Last week, National Defense Magazine broke a story on Boeing’s development of a highly secure Android smartphone for the aerospace and defense industries, but this isn’t the first time the Google mobile OS has been tapped for military use. Elektrobit has customized Android for military and public safety purposes and is selling that reference design to defense contractors, which then use it to build highly secure smartphones tailored for the military. One such contractor is Raptor Identification Systems, which is tailoring smartphones and tablets with biometric identification capabilities for the U.S. Department of Defense and other agencies.
According to Jani Lyrintzis, VP of special Terminals at Elekrobit, 80 percent of the work necessary to build a military-grade smartphone is already available in the Android kernel. Elektrobit completed the software upgrades necessary by adding a highly secure middleware between the applications layer and the operating system, which prevents apps and users from compromising governments’ understandably strict security policies, Lyrintzis said. The rest is industrial design: Phones in the field need to be ruggedized to protect them from the elements and extra hardware – such as Raptor ID’s biometric scanners – need to be added depending on their intended use.
“We’ve seen a big reversal in the direction technology innovations are flowing,” Lyrintzis said. “Previously whatever technology was developed for the military eventually moved to the consumer market. About six years ago the trend reversed.”
Building on the work done for Android has enormous advantages, Lyrintzis said, the biggest among them is the streamlining and simplification of the procurement process. Typically a contractor develops a proprietary military application from scratch, building and testing new specialized hardware and software, but by utilizing existing smartphone technologies contractors essentially become Android developers working on a multipurpose platform, Lyrintzis said. In the case of Raptor ID, the DoD no longer gets a single-purpose fingerprint analyzer. It gets a device that can be used to make phone calls, send text messages, surf the Internet and access government servers, as well as scan biometrics and host any number of other military applications.
It may sound crazy today, but Lyrintzis said it’s not beyond the realm of possibility that the most sophisticated of military applications – such as controlling unmanned drones – could be done right from an optimized Android tablet. Today’s technology supports it, he said, it’s just a matter of ensuring that the security is airtight: for obvious reasons.

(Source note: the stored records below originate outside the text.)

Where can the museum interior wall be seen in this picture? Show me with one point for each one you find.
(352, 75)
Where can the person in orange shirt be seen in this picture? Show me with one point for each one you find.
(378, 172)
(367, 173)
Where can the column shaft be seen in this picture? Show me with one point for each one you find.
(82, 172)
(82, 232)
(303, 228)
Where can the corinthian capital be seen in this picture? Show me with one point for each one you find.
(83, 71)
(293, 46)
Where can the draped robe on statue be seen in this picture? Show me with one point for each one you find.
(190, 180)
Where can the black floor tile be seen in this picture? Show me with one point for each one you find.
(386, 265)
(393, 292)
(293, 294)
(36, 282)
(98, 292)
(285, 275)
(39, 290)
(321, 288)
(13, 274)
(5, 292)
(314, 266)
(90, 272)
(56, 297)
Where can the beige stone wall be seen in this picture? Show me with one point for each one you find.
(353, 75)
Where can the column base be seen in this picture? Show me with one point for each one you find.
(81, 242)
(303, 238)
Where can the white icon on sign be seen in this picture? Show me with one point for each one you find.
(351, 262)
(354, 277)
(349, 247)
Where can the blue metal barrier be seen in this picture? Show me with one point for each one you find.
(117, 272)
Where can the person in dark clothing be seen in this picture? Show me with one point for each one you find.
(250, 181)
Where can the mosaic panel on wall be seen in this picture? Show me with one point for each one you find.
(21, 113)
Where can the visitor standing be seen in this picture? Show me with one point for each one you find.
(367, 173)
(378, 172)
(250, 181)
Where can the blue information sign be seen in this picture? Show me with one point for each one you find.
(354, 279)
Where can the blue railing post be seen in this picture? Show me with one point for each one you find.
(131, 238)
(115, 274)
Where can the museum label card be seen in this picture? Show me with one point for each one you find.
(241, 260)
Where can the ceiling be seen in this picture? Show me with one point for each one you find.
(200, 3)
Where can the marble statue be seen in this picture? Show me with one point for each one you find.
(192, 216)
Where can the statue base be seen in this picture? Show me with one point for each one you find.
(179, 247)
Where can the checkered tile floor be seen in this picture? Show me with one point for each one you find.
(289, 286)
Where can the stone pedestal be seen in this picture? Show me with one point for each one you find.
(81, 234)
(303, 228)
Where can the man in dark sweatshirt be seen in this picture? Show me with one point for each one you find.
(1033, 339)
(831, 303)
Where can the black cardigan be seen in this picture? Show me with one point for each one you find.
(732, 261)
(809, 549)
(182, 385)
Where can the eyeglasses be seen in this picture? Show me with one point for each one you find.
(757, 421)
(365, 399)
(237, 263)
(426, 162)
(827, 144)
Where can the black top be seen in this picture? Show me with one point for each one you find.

In addition, militaries wouldn’t have to reinvent the wheel every time they wanted to take advantage of consumer or enterprise applications already in the market. Rather than enlist a developer to build a specialized expense management app, commercial app developers could develop more secure versions of their existing apps for military smartphones. There’s probably not much software available in Google Play or other app stores that the DoD could use off the shelf, but with some security tweaks, a consumer app could be turned into a military-grade app, Lyrintzis said. It may not be long before we see a military app stores popping up besides their consumer counterparts.